Ce qu’il faut retenir du débat à l’Assemblée nationale sur les frappes en Syrie
Ce qu’il faut retenir du débat à l’Assemblée nationale sur les frappes en Syrie
Les députés de l’opposition se sont fait l’écho des nombreuses critiques entendues durant le week-end, dénonçant une intervention « hors cadre légal international ».
Syrie : "Cette intervention n’est pas le prélude d’une guerre", insiste Edouard Philippe à l'Assemblée nationale
Durée : 01:39
Aucune union n’a soudé les parlementaires français au sujet des frappes conjointes en Syrie de la France, du Royaume-Uni et des Etats-Unis, samedi 14 avril. Lors de deux débats simultanés – et sans vote –, à l’Assemblée nationale et au Sénat, lundi, les deux hémicycles se sont fait l’écho des nombreuses critiques entendues durant le week-end, face à des représentants de la majorité et du gouvernement, qui ont assumé l’intervention militaire.
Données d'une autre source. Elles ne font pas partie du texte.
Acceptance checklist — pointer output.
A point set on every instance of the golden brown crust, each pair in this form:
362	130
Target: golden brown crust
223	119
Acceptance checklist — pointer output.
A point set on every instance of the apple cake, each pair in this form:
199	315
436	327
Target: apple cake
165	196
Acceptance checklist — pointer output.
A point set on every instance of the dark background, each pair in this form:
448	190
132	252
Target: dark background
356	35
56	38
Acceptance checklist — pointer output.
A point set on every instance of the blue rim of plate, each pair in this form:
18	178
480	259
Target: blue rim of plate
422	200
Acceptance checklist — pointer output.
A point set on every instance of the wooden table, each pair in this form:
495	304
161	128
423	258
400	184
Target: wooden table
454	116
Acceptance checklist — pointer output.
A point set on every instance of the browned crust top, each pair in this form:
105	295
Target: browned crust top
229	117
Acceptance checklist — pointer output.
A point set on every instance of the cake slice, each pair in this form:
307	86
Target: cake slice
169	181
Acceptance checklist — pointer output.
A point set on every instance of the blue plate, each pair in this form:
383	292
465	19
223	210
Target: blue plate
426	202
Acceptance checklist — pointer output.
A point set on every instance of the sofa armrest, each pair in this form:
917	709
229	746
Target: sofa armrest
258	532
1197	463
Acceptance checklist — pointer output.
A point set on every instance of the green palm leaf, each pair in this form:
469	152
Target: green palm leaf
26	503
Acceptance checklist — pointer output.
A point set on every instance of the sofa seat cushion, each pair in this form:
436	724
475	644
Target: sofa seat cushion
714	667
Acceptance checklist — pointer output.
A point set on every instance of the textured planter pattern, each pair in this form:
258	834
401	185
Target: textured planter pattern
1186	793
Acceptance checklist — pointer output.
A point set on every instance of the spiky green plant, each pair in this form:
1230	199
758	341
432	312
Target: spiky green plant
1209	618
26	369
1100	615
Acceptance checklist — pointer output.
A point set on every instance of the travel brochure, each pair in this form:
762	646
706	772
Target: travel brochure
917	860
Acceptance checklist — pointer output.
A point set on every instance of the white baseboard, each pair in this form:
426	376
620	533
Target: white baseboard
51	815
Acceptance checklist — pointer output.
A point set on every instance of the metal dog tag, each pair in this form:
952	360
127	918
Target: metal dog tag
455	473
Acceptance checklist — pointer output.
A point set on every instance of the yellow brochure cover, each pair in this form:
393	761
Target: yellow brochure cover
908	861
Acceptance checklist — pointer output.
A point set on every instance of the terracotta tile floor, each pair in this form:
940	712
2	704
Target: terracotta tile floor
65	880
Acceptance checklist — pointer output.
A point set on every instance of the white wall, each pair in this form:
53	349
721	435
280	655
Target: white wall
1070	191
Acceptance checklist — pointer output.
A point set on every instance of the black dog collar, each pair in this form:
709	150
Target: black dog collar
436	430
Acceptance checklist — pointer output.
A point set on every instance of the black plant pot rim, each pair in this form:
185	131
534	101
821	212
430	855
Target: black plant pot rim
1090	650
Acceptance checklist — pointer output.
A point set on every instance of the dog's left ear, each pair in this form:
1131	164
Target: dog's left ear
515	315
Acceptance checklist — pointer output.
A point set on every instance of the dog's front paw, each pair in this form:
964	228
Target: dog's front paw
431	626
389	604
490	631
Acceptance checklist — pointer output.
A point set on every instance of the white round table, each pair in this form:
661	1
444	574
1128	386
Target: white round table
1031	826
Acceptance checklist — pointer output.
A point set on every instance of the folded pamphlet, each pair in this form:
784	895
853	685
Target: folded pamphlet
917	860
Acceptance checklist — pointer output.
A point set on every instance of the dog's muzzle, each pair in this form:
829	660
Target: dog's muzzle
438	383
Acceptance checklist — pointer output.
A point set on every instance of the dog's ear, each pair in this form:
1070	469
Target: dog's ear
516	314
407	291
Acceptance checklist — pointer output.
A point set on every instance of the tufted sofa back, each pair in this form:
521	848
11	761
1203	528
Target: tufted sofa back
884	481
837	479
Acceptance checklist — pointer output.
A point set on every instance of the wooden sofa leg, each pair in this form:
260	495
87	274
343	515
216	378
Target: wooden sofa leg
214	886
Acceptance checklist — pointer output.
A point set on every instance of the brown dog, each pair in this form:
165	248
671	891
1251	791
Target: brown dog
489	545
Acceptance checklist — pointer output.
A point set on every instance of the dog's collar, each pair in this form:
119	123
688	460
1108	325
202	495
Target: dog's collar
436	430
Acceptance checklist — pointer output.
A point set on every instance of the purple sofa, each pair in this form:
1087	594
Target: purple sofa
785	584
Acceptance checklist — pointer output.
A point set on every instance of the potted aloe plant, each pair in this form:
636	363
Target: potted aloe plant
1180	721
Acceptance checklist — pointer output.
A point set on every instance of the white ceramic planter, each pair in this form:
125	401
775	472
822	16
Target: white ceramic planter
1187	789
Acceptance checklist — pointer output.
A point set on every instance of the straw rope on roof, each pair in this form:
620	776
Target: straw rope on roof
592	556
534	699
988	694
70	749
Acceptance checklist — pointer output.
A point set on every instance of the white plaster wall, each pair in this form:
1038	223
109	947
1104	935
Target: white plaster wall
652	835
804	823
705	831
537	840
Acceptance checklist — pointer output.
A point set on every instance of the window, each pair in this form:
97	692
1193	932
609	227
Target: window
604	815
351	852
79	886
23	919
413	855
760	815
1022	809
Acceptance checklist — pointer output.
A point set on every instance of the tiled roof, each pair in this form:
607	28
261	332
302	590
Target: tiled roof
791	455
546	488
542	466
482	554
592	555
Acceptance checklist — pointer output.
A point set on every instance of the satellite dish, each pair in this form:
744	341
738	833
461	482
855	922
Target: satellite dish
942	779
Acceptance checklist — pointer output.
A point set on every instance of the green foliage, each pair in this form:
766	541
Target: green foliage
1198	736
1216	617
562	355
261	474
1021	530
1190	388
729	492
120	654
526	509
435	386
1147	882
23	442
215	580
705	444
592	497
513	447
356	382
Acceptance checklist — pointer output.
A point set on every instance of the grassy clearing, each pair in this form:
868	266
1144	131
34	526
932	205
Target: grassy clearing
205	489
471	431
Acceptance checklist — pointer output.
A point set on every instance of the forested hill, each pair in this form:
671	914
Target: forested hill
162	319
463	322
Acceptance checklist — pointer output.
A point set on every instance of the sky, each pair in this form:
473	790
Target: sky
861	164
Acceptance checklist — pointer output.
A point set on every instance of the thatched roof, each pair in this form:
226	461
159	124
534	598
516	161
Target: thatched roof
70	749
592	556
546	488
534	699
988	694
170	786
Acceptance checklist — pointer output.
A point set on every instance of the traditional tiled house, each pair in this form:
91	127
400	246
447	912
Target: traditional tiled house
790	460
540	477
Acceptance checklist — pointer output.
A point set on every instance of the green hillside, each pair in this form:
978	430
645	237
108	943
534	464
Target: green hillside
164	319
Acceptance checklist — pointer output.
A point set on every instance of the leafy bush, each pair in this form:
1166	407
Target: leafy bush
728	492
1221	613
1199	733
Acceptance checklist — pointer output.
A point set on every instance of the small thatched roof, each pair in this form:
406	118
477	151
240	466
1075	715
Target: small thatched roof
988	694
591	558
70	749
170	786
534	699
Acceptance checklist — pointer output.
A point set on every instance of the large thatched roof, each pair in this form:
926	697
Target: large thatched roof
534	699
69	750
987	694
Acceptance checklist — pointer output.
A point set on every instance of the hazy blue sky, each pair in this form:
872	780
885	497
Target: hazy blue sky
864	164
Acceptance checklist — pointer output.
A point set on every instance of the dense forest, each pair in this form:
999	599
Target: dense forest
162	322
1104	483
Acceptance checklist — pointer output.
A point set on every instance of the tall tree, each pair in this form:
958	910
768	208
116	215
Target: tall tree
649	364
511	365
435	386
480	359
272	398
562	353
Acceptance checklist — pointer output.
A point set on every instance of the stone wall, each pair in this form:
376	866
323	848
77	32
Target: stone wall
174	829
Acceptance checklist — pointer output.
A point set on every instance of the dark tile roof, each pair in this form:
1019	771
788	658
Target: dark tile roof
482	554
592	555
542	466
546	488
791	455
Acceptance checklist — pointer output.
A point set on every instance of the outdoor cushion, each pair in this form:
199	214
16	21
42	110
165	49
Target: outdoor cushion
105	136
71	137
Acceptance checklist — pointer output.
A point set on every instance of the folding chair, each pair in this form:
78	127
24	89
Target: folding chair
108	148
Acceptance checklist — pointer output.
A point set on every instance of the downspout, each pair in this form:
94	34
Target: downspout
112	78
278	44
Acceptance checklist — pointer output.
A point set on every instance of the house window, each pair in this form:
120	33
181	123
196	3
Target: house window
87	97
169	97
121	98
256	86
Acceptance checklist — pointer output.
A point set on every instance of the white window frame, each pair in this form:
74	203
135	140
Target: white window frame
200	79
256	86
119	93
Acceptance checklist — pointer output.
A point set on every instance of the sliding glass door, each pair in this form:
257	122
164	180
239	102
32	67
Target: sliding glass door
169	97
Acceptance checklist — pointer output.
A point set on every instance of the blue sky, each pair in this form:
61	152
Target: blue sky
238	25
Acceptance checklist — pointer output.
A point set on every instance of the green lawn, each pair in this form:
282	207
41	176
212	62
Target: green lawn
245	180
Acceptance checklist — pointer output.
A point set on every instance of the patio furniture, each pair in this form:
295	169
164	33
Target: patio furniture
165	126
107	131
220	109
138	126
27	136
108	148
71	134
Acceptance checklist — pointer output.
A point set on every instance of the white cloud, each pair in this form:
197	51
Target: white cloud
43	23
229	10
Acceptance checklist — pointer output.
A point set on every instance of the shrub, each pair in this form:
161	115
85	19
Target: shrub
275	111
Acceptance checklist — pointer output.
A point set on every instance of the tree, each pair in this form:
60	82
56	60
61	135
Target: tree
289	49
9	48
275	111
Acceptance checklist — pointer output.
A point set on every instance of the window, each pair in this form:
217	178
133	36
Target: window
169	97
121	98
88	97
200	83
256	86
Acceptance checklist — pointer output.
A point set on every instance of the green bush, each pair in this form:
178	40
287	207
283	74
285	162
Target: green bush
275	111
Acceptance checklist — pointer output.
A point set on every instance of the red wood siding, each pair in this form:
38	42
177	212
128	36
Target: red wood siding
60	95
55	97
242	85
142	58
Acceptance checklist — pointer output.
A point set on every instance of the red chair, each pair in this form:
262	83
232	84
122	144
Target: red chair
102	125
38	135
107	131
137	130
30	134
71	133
A l’Assemblée nationale, dans la droite ligne du président de la République, le premier ministre, Edouard Philippe, a défendu, dans une ambiance tendue, une intervention « justifiée » et « soigneusement proportionnée », conçue pour « éviter toute escalade ». « Nous ne sommes pas entrés en guerre contre la Syrie ou Bachar Al-Assad, a-t-il d’emblée précisé. Notre ennemi n’est pas la Syrie, notre ennemi, c’est Daech [acronyme arabe du groupe Etat islamique]. »
Mais « notre président avait fixé une ligne rouge dès le début de son mandat », a rappelé Edouard Philippe, estimant que l’utilisation de l’arme chimique était une « une stratégie de terreur délibérée et répétée » de la part du régime syrien. Selon lui, le message est clair : « Aucune solution politique ne sera trouvée tant que l’utilisation de l’arme chimique restera impunie. »
Pour la majorité, la « France agit pour une Syrie libre »
L’intervention du premier ministre a logiquement été défendue par Richard Ferrand, président du groupe La République en marche (LRM) ainsi que par les centristes du MoDem et de l’UDI.
« Il ne fait aucun doute que les trois résolutions des Nations unies adoptées à l’unanimité [sur les armes chimiques] fondent parfaitement l’action conduite », a lancé M. Ferrand, alors que l’enjeu de la légitimité de l’intervention militaire du point de vue du droit international était au cœur des débats. « Nous, nous préférons la France qui agit pour une Syrie insoumise, pour une Syrie libre », a-t-il déclaré, à l’adresse de ses adversaires politiques.
« Personne n’aime le bruit des bombes mais nous honnissons aujourd’hui encore plus les attaques chimiques. Les élucubrations de mauvaise foi n’ont pas leur place dans des circonstances aussi graves. »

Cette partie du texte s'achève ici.